UK’s dash for growth fails to deliver

As the UK teeters on the brink of a new recession, new research shows that since the financial crisis, the country has been poor at translating economic growth into opportunity and prosperity.


News that the UK economy was growing faster than expected ahead of the June 23 Brexit vote has given a slight boost to a government staring down the barrel of a new recession.

Figures from the Office for National Statistics showed that GDP grew 0.6 per cent in the second quarter of 2016, up from 0.4 per cent in the first quarter. The Markit purchasing managers’ index, a widely-used snapshot of business activity, slumped dramatically between June and July, suggesting that the economy is heading for a sharp downturn.

Even the anaemic growth so far this year is unlikely to be fully felt by the population. New research from the Boston Consulting Group shows that the UK is poor at converting economic growth into wellbeing for its population. The company’s Sustainable Economic Development Assessment measures wellbeing across a range of social and economic indicators, from wealth inequality and employment to environmental factors and the strength of civil society. The UK is noticeably worse than many developing countries, and than other Northern European economies.

The UK is noticeably worse than many developing countries, and than other Northern European economies

“Germany is an example of a Western country – a slow growth-type country – that has still been able to turn the growth it does have into improved wellbeing for its population. You compare that to the United Kingdom, which does not do a good job of that,” says Douglas Beal, one of the authors of the report.

The findings reflect a grim backdrop for working people in the UK. The Trades Union Congress, using data from the OECD, says that between 2007 and 2015, real wages in the UK fell by 10.4 per cent. Within the OECD group of industrialised nations, only Greece – still in the grip of a crippling financial crisis – suffered as badly. On average, wages across the 29 countries rose by 6.7 per cent. In France, wages grew 10.5 per cent in real terms; in Germany, they rose by 13.9 per cent.

Chart showing UK wages have fallen more than 10 percent since 2007

The 2016 NatCen British Social Attitudes survey shows that, after converging in the 20th century, a gulf has opened up between older and younger workers – employment rates in the under-40s are now stuck at around 65 per cent; amongst under-25s, the figure is far lower.

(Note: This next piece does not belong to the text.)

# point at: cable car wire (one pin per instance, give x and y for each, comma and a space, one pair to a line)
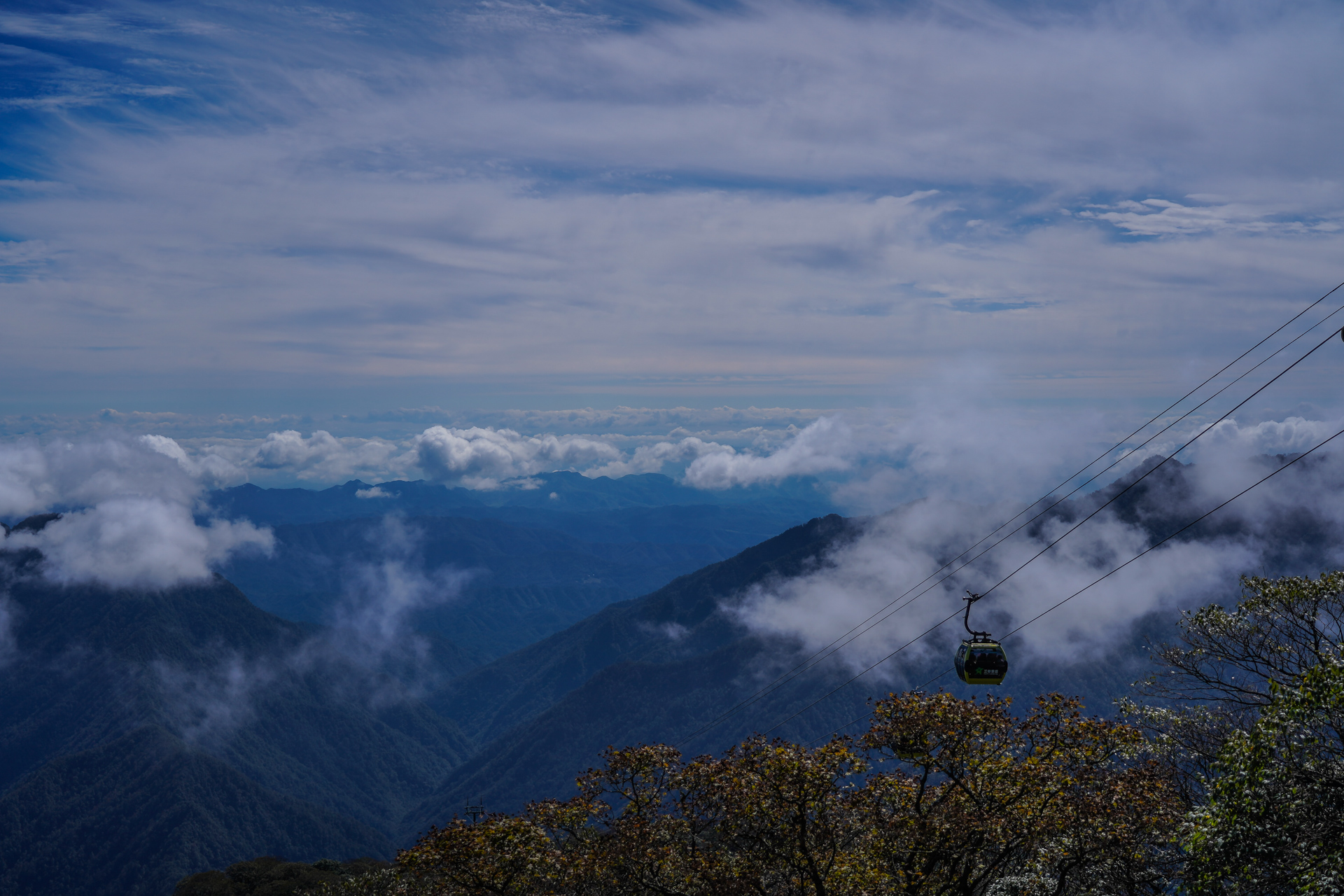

Employment on the whole is up, but the social attitudes survey, along with banks of other research reports, show that the shape of that employment has changed. 35 per cent of people surveyed said that they did not have a ‘stable’ job, and 4.5 million people are now self-employed. NatCen notes that: “while employment did not fall proportionately in the years after the 2008 financial crisis, many of the new jobs created… tended to be part-time or self-employed.”

Moving into self-employment, it says, could represent a positive choice – or it could be out of necessity, and in general the self-employed earn less, have fewer in-work benefits and find it harder to access pensions. For those out of work, deep cuts to services have led to falling living standards over the past six years of austerity.

These figures have implications for the economy as a whole, as consumer sectors are a major component of the country’s GDP. Politically, they show that years of chasing growth have not created broad-based prosperity, meaning that the May government may need to drastically rethink its economic models.

As BCG’s Beal says: “It’s important that governments, as they think about policy, as they think about decisions, use a broader measure of inputs.”